- Type: Main battle tank
- Place of origin: Switzerland

Service history
- Used by: Switzerland (intended)

Production history
- Designed: 1980s
- Manufacturer: Eidgenössische Konstruktionswerkstätte
- No. built: None (project cancelled)

= Panzer 2000 =

The Panzer 2000 was a Swiss tank planned to replace the Panzer 68, produced by Eidgenoessische Konstruktionswerkstaette. It was intended for use by the Swiss Armed Forces.

== Description ==
The Panzer 2000 was based on the Panzer 68, but was totally redesigned over the course of the project. In addition to a new engine from Mercedes-Benz, the chassis would have included fewer, larger wheels than the Panzer 68. The main armament was a 120mm smooth-bore gun. In addition to the usual armor of the time, the Panzer 2000 would have been equipped with bolted-on armor plates. The same system had already been tested on a Panzer 68 as a cost-effective protection against hollow charge projectiles. Further improvements included the addition of modern thermal sights and electronics, and a new turret with greatly improved CBRN protection.

== History ==
The Panzer 2000 was intended to replace and eliminate the Panzer 68's shortcomings. However, the volatile history of its predecessor was an obstacle to the Panzer 2000's production. The Swiss doubted that Switzerland would be able to produce a well-functioning tank without expensive rework, and political parties used this argument; given the more modern technology, per-unit costs were to be much higher than the Panzer 68.

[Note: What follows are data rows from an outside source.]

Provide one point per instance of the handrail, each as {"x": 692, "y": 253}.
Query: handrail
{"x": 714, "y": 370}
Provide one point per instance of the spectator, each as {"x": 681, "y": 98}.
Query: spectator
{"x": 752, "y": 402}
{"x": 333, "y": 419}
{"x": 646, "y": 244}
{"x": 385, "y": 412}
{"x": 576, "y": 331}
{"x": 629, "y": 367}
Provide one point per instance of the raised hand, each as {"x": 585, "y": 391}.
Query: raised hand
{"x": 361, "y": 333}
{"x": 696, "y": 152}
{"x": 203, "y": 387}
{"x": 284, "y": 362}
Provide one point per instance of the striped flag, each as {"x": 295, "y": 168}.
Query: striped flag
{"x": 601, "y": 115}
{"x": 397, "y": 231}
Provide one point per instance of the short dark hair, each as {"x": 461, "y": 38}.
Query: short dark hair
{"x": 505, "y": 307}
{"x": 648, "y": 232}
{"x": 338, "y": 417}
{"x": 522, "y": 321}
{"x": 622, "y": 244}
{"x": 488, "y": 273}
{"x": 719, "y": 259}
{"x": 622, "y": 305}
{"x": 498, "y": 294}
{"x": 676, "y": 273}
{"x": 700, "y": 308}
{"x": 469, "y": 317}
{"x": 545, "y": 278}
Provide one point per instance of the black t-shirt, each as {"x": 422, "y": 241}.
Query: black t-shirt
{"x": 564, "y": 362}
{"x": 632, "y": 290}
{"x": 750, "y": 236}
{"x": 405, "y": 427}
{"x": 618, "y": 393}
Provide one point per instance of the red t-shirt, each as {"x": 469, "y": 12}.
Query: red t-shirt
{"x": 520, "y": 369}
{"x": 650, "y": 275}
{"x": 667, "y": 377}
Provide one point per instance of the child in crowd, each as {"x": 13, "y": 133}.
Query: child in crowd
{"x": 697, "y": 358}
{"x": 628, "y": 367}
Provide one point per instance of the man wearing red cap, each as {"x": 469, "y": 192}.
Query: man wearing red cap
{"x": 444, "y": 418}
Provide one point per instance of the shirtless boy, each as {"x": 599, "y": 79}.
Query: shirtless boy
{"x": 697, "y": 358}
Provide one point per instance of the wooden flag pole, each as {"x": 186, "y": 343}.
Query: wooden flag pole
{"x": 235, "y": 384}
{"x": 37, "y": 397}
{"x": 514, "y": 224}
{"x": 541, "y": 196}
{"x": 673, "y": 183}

These high development costs, along with a lack of export orders, ultimately prevented production of the Panzer 2000. Instead, the German Leopard 2 was procured and introduced under the name Panzer 87. This procurement was quicker and cheaper than the Panzer 2000 program because of the Leopard's already high scale of production.

== Versions ==
In addition to the basic version as a main battle tank for the Swiss Army, the Panzer 2000 would have been converted into variants such as recovery tanks, combat engineering vehicle, driver trainers and the armoured vehicle-launched bridge. Also intended for export were variants as self-propelled artillery, anti-aircraft tanks, and ammunition tugs.